Existem algumas questões de interesse público que envolvem esta investigação do Ministério Público de Mato Grosso:
– Por que a investigação contra o ex-governador Mauro Mendes é sigilosa?
– Por que o ritmo desta investigação é tão lento e demorado?
– Qual é o número do procedimento referente a esta investigação?
– Quantos e quais promotoras e promotores estão investigando a denúncia de corrupção contra Mauro Mendes?
– A investigação está sendo levada a cabo somente pelo doutor Marcelo Ferra, sem a nomeação de outros integrantes do MP?

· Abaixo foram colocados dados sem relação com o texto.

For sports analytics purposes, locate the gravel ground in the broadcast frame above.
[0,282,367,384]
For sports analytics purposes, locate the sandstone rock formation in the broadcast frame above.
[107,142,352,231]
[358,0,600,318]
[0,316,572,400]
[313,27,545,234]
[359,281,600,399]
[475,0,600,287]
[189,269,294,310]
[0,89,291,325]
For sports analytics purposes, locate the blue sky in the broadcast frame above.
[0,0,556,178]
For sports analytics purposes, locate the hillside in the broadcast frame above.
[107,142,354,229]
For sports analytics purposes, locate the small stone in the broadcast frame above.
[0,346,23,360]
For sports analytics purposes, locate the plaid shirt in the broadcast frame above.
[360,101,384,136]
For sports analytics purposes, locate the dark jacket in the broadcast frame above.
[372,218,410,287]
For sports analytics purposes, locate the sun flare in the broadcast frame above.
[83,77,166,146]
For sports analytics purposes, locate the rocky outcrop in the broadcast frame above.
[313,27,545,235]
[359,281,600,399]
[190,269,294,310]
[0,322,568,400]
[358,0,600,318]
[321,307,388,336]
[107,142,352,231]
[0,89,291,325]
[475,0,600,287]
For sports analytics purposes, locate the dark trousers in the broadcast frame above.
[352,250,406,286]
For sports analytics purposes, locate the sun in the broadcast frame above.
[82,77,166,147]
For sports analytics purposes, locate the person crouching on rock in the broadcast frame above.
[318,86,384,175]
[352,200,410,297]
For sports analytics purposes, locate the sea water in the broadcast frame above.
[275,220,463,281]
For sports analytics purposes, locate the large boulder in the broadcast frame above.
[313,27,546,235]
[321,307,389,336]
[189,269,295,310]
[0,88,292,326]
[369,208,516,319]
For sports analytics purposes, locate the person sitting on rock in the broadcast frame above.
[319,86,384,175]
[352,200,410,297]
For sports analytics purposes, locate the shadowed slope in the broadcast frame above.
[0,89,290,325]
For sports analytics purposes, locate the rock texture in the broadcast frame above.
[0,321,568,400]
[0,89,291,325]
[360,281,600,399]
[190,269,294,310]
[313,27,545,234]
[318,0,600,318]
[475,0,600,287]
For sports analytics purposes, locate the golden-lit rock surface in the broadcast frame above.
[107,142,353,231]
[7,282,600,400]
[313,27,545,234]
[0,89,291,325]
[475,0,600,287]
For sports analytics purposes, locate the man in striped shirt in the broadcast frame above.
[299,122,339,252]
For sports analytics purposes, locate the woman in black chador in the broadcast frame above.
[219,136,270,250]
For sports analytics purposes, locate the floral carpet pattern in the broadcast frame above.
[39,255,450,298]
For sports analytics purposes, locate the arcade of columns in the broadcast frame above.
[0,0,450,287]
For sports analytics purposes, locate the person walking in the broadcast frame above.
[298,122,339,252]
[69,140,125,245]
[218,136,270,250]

– Não será montada uma Força Tarefa em acordo com a gravidade da denúncia, reunindo promotoras e promotores com expertise neste tipo de investigação?

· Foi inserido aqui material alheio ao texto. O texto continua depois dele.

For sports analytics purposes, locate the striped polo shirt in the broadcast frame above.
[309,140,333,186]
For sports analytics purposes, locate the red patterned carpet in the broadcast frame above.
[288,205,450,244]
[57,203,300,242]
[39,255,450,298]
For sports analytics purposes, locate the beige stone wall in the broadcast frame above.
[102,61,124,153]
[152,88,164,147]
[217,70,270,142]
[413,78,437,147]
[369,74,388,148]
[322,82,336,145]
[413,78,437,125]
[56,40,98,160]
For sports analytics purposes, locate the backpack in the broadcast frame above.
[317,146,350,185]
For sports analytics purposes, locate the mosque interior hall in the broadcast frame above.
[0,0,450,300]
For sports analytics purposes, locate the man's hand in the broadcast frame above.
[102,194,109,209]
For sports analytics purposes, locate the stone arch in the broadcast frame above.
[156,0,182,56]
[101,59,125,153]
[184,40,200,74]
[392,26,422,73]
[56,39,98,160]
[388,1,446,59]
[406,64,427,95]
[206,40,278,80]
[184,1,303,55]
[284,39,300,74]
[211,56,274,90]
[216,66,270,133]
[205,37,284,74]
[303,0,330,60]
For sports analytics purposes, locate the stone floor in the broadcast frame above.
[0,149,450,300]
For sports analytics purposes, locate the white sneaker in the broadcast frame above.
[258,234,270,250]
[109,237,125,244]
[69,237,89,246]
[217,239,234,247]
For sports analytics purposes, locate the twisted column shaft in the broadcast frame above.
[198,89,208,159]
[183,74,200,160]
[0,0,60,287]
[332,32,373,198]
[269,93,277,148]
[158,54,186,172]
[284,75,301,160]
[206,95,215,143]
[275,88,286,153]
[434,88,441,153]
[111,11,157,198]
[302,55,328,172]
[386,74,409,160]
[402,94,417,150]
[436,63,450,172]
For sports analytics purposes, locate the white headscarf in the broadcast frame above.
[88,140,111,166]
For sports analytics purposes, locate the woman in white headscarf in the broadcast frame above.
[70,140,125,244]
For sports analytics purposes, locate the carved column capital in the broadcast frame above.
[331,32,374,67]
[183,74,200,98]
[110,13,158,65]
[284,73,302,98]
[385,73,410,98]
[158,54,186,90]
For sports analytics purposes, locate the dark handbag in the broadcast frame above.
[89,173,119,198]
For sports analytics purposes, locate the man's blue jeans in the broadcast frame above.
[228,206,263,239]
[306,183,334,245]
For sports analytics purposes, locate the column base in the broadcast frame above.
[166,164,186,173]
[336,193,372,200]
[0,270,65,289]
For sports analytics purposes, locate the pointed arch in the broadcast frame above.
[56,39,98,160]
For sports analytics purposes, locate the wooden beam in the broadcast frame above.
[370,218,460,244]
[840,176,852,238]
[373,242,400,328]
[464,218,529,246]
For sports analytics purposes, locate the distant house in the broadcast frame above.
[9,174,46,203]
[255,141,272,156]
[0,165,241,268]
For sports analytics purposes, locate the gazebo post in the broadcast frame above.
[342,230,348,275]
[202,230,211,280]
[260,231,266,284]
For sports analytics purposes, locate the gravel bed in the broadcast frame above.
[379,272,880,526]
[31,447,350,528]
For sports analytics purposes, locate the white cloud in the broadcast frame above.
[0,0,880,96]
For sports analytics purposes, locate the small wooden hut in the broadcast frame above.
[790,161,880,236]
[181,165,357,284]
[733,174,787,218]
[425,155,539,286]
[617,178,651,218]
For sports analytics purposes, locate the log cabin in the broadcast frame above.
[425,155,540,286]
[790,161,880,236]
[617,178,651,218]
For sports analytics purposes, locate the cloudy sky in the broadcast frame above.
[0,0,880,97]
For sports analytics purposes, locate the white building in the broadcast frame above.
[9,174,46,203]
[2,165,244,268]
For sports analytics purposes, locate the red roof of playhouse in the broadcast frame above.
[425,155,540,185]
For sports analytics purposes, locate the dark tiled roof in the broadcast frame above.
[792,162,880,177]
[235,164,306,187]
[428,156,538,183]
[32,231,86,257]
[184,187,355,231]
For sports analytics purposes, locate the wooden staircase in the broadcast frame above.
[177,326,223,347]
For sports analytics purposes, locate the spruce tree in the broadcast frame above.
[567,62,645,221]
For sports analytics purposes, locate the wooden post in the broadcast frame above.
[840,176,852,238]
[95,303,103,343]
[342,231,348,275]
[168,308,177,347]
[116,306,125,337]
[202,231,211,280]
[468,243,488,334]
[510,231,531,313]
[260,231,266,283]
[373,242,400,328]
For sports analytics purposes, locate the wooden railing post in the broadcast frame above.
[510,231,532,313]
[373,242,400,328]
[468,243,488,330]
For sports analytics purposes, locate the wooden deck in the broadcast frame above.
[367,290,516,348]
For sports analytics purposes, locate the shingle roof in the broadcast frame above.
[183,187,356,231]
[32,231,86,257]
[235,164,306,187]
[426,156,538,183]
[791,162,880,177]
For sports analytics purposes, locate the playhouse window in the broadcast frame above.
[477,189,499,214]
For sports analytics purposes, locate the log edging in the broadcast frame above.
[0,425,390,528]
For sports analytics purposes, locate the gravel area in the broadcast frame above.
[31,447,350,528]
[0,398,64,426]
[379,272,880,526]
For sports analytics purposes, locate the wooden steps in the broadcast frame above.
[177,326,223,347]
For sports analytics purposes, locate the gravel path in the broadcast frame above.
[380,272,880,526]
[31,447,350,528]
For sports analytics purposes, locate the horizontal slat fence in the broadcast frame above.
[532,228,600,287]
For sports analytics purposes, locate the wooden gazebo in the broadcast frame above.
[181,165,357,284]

– Já foram feitas ou não todas as diligências investigatórias?
– Qual o receio do MP em relação à imagem pública do ex-governador?
– Quantas pessoas estão sendo investigadas pelo MP junto com Mauro Mendes?
– O calendário de investigação do MP está atrelado ao calendário eleitoral?
– O procurador-geral de Justiça vai avocar o comando destas investigações?

Artigo. 129. São funções institucionais do Ministério Público:
I – Promover, privativamente, a ação penal pública, na forma da lei;
II – Zelar pelo efetivo respeito dos Poderes Públicos e dos serviços de relevância pública aos direitos assegurados nesta Constituição, promovendo as medidas necessárias a sua garantia;
III – Promover o inquérito civil e a ação civil pública, para a proteção do patrimônio público e social, do meio ambiente e de outros interesses difusos e coletivos;
IV – Promover a ação de inconstitucionalidade ou representação para fins de intervenção da União e dos Estados, nos casos previstos nesta Constituição;
V – Defender judicialmente os direitos e interesses das populações indígenas;
VI – Expedir notificações nos procedimentos administrativos de sua competência, requisitando informações e documentos para instruí-los, na forma da lei complementar respectiva;
VII – Exercer o controle externo da atividade policial, na forma da lei complementar mencionada no artigo anterior;
VIII – Requisitar diligências investigatórias e a instauração de inquérito policial, indicados os fundamentos jurídicos de suas manifestações processuais;
IX – Exercer outras funções que lhe forem conferidas, desde que compatíveis com sua finalidade, sendo-lhe vedada a representação judicial e a consultoria jurídica de entidades públicas.